Stock picking ripe for a comeback

Investors seeking rare growth stories, firm-specific successes

Media investors might want to throw out last year's playbook.

Entertainment stocks enjoyed a broad-based run-up in 2009 amid signs of an economic bottom and a related trough in the ad market. The best performers, especially during the May-December frame, were stocks of companies with the biggest ad exposure (think CBS Corp.).

This year, stock picking might make a comeback as investors seek rare growth stories and company-specific successes that could push share prices higher while waiting for additional proof of an ad resurgence.

"Our outlook for media investing has progressed from a focus on higher levels of ad exposure to targeting company-specific trends that should provide sustainable upside," UBS analyst Michael Morris said in a recent report.

The year's first trading month saw most big media and entertainment stocks decline, including Disney, News Corp. and Time Warner. But such smaller players as DreamWorks Animation and Netflix set 52-week highs in January turned out to be a stock-picker's delight -- at least temporarily. For the month, DWA shares finished down 2.5% at $38.94 after a drop-off in recent days despite earlier enthusiasm about upgrades and confidence in its film slate. Netflix benefited from stellar earnings to rise 13% in January to $62.25.

Before Friday's news that fourth-quarter GDP growth of 5.7%, a second up quarter in a row that seemed to confirm the end of the U.S. recession, the year so far featured mixed economic data and wild market swings.

Conglomerate CEOs must hope the old adage "as goes January, so goes the year" will not come true this time around.
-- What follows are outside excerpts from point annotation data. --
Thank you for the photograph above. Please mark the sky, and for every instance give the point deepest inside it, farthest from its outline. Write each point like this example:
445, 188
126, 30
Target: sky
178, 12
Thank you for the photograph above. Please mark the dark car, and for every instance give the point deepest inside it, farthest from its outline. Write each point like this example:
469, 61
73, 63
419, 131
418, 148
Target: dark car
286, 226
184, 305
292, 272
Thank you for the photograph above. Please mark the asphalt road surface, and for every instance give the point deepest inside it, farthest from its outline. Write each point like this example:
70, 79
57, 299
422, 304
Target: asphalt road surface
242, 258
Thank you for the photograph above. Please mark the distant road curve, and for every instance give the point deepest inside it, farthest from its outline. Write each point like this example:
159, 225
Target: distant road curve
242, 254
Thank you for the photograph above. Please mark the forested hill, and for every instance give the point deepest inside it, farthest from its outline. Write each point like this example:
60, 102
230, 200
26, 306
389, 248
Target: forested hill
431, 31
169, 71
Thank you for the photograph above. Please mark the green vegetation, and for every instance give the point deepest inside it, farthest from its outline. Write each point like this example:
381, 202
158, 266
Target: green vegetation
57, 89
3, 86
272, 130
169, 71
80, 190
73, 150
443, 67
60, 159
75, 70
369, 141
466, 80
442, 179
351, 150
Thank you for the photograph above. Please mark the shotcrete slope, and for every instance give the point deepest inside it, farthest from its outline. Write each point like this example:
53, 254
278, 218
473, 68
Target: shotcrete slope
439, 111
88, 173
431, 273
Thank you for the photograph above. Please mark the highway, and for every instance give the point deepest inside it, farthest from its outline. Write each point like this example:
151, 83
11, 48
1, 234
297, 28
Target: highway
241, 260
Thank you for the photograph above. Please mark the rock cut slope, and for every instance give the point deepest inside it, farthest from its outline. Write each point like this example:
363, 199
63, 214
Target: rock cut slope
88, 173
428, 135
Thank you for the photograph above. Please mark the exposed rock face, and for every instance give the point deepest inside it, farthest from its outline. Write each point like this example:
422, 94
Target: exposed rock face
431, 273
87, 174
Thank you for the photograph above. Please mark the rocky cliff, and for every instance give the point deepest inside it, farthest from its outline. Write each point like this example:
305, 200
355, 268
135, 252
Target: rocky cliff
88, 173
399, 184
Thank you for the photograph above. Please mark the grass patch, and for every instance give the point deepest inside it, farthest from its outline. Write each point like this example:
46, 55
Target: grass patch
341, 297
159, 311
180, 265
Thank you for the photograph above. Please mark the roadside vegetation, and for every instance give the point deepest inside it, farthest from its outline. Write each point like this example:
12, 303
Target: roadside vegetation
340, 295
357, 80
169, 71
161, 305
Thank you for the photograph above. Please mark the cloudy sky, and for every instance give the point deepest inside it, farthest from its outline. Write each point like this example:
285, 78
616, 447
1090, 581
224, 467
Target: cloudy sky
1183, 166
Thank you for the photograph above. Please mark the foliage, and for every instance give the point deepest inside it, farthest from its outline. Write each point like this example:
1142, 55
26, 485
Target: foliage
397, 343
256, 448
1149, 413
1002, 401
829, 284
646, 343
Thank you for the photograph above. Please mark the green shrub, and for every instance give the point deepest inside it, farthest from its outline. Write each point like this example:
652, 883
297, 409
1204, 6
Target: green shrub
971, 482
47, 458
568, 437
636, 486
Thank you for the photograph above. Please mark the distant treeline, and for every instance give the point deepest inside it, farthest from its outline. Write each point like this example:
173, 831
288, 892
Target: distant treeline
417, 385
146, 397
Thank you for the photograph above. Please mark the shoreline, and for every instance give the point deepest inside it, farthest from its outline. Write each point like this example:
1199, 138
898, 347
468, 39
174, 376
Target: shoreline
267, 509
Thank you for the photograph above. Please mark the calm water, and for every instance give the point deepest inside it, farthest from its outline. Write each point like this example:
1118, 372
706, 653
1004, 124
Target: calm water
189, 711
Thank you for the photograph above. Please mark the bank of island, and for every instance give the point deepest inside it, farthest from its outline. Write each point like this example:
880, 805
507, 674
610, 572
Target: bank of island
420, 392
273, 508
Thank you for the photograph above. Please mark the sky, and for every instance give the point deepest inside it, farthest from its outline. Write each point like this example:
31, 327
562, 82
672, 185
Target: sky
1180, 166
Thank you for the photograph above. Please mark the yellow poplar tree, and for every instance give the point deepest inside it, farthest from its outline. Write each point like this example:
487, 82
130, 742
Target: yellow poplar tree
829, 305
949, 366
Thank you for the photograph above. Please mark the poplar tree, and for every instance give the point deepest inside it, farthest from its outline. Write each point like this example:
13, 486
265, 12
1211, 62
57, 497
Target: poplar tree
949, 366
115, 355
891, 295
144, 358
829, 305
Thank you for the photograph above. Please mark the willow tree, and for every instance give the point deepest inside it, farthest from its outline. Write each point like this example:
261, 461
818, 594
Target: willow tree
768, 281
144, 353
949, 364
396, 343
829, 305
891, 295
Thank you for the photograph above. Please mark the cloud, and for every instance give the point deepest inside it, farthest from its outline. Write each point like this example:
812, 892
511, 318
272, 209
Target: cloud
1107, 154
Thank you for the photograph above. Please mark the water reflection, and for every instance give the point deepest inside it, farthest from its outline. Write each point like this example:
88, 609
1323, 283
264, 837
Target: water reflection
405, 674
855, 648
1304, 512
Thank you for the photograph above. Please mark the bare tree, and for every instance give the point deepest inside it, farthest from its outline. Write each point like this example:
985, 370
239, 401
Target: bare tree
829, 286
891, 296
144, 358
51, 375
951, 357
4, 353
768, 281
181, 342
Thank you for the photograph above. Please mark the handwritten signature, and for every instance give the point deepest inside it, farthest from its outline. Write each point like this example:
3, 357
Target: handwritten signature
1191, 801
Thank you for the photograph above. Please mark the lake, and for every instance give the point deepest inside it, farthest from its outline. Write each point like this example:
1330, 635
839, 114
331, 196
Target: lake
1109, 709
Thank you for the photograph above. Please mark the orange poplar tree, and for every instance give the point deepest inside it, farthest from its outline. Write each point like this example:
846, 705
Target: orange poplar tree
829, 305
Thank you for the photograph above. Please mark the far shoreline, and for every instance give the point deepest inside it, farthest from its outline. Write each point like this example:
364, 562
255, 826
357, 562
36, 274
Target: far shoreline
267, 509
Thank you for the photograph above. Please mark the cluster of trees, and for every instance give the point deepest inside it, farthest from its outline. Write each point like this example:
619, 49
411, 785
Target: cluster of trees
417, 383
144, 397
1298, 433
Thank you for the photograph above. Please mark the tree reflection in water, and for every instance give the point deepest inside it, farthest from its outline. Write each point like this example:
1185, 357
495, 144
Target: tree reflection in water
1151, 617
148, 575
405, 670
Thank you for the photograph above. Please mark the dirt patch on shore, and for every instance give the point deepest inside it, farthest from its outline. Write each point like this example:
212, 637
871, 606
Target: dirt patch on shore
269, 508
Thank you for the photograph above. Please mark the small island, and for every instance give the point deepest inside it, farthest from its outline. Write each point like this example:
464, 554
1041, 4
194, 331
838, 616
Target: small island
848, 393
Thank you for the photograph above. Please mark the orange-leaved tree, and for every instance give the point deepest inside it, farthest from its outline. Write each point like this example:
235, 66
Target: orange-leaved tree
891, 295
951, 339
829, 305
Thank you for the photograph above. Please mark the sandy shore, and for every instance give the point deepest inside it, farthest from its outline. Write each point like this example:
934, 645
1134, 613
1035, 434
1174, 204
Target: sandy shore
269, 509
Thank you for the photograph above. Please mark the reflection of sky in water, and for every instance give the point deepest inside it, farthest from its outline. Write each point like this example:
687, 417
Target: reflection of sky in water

That old saying isn't always true, but individual investors and pension plans traditionally do pour big chunks of cash into retirement accounts early in the year.

So, which sector stocks do analysts like now?

In line with his shift to picks that focus on company-specific success stories, Morris recently upgraded Scripps Networks to "buy" with a $52 price target and DreamWorks Animation to "buy" with a $50 target. He also likes Disney and Viacom, rating both a "buy" with price targets of $38 and $34, respectively.

Morris predicted that the impending fourth-quarter earnings season will prove his thesis that "a stronger ad environment is the consensus outlook and is reflected in shares," particularly given that ad visibility remains limited even though renewed ad enthusiasm could give sector stocks another boost in late spring ahead of the upfront season.

Barclays Capital analyst Anthony DiClemente is more bullish on the U.S. ad outlook, boosting his forecast a few days ago to a Wall Street high. But he also carefully picked his favorite stocks to ride the ad wave: Viacom, which he rates "overweight" with a $37 target, and News Corp., "equal-weight" with a $15 target. Both have "significant ad exposure where Street expectations are currently most conservative," he argued.

CBS has come out of favor given its strong performance last year, which many analysts have argued leaves little stock upside. But Jefferies & Co. analyst Brian Shipman still has upgraded CBS from "hold" to "buy," with a new $16 price target, up from $12.

"Advertising has gradually improved over the last couple of months running about 25% over upfront pricing, but more importantly visibility is returning to the marketplace," he said.

These days, no one seems willing to just pour money into a broad set of media stocks and surf the economic recovery wave like last year.